The resolution of disapproval easily passed the House before moving to the Senate, so it stands to reason that this bill may receive similar votes, although it would also be subject to the same Senate rules as well as a presidential veto if it does pass both chambers. In light of this, the new pieces of legislation can also be viewed as either longshots or purely symbolic. However in the case of Meehan’s bill, the specific statement would presumably deal with concerns over the consequences of up to 150 billion dollars in Iranian assets being immediately unfrozen.

The Daily Caller notes that American courts have ordered Tehran to pay 43.5 billion dollars to victims of attacks such as the 1984 bombing of US military barracks in Saudi Arabia’s Khobar Towers. These orders have, however, been flatly ignored by the Iranian regime.

By highlighting these past attacks in the context of the nuclear deal, the US Congress is sure to maintain focus on the prospect that a significant portion of Iran’s newly unfrozen assets will go to further funding of the architects of such attacks, such as the Iranian Revolutionary Guard Corps’ Quds Force. Many opponents of the deal have called for the implementation of as yet unspecified mechanisms for restricting the flow of assets to these targets.

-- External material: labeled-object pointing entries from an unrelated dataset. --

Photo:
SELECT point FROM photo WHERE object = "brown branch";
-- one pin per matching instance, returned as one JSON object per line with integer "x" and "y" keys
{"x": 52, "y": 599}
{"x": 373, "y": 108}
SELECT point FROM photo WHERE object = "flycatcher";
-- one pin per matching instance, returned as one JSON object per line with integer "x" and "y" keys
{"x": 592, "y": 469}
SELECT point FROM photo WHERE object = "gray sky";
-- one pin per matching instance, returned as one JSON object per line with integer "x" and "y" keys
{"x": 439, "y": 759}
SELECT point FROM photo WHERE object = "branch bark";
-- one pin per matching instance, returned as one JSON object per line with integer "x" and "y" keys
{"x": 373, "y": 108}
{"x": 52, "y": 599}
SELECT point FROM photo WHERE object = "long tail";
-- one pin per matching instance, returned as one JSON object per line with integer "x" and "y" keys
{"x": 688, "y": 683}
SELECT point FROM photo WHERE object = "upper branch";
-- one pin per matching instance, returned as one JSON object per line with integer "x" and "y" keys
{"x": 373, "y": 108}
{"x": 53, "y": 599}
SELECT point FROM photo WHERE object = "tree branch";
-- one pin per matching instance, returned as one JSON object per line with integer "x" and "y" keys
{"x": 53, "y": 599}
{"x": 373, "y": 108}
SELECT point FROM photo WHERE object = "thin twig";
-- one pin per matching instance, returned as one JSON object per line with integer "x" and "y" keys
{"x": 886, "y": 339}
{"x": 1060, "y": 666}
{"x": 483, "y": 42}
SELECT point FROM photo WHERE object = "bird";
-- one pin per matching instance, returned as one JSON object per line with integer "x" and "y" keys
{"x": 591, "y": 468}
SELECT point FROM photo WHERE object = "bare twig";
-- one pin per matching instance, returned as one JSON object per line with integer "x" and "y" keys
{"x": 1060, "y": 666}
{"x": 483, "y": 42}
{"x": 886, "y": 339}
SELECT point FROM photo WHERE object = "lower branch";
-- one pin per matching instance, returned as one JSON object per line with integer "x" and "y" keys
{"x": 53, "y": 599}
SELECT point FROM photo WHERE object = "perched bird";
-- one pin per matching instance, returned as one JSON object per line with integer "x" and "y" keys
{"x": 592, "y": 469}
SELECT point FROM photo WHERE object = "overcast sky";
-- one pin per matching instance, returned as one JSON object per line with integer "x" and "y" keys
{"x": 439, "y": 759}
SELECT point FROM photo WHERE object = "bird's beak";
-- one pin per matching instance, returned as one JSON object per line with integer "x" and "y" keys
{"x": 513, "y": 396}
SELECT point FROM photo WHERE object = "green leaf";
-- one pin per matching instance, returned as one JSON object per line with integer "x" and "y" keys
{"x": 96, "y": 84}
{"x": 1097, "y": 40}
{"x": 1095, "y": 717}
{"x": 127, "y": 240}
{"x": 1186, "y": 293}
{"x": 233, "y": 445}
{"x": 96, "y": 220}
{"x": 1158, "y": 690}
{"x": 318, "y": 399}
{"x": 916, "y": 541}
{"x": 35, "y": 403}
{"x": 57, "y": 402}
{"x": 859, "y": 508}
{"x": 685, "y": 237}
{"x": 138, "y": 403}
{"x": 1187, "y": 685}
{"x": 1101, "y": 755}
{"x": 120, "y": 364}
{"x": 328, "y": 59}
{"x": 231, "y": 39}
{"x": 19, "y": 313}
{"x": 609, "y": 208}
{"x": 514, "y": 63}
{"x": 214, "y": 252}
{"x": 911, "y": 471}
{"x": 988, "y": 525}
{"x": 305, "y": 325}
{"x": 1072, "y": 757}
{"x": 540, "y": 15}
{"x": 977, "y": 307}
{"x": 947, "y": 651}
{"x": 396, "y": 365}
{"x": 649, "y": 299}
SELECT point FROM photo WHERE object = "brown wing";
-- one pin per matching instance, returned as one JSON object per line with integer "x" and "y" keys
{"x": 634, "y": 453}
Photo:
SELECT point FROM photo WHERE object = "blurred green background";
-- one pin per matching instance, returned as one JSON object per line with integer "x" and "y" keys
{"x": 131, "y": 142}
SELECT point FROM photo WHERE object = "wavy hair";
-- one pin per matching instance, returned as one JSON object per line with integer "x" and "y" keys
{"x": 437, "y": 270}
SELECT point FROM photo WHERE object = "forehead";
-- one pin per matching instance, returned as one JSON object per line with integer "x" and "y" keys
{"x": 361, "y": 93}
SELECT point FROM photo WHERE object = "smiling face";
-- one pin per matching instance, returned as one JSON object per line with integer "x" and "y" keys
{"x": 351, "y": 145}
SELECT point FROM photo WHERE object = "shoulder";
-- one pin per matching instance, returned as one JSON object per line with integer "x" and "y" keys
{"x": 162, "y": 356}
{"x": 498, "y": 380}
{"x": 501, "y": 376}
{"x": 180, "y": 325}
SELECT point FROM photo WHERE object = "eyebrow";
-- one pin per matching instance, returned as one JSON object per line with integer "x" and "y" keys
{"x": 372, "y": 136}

According to Forward, Adam Szubin, the acting US Treasury undersecretary for terrorism and financial intelligence seemed to be responsive to these calls on Thursday during a hearing before the Senate Banking Committee. Szubin promised that the US would aggressively enforce those sanctions that remain in place after the implementation of the nuclear deal, including sanctions against Iran’s human rights violations and regional intrusions. Furthermore, he assured skeptical senators that the Treasury Department would actually expand its efforts to constrain the IRGC.

However, according to Arutz Sheva, these remarks were seemingly contradicted on the same day by Secretary of State John Kerry, who said in a letter responding to congressional inquiries that the Obama administration would not back any congressional efforts to expand economic sanctions against Iran, for fear that Iran would take this as just cause to back out of the deal without violating it.

The Joint Comprehensive Plan of Action declares that any efforts to increase sanctions against Iran’s nuclear program in absence of demonstrated violations of the deal would effectively cancel it. But Kerry’s letter suggested that these provisions could be interpreted broadly in order to allow Iran to argue that even additional human rights sanctions have the same intent of constraining Iran’s nuclear development.

Given the contrast between Kerry’s and Szubin’s remarks, there are major outstanding questions about how the US would respond to continued or expanded misbehavior on Iran’s part. And as CBS News pointed out shortly after the defeat of the resolution of disapproval, there are at least as many questions about exactly how Iran will behave in the wake of implementation.

In the initial weeks and months, the regime is almost certain to at least give the impression of full compliance with its commitments under the deal in order to encourage the ongoing rush of Western investment in the Islamic Republic. But CBS adds that the ultimate value of that investment is highly uncertain, with some investors remaining wary in absence of a clear sense of how quickly sanctions will be removed and whether Iran will behave in a way that calls for their re-implementation.

At the same time, the value of unfrozen assets may ultimately turn out to be higher than the previously cited 150 billion dollar figure once the collective effects of various individual recipients are factored in. And this would have especially serious consequences if the regime ultimately expanded its domestic repression and support for terrorism in order to compensate for the implicit compromise of signing the nuclear deal.

Naturally the expectation of this outcome can be expected to motivate the continued push for legislative impediments or supplements to the agreement, as well as for more aggressive and varied monitoring of Iran’s nuclear and non-nuclear activities.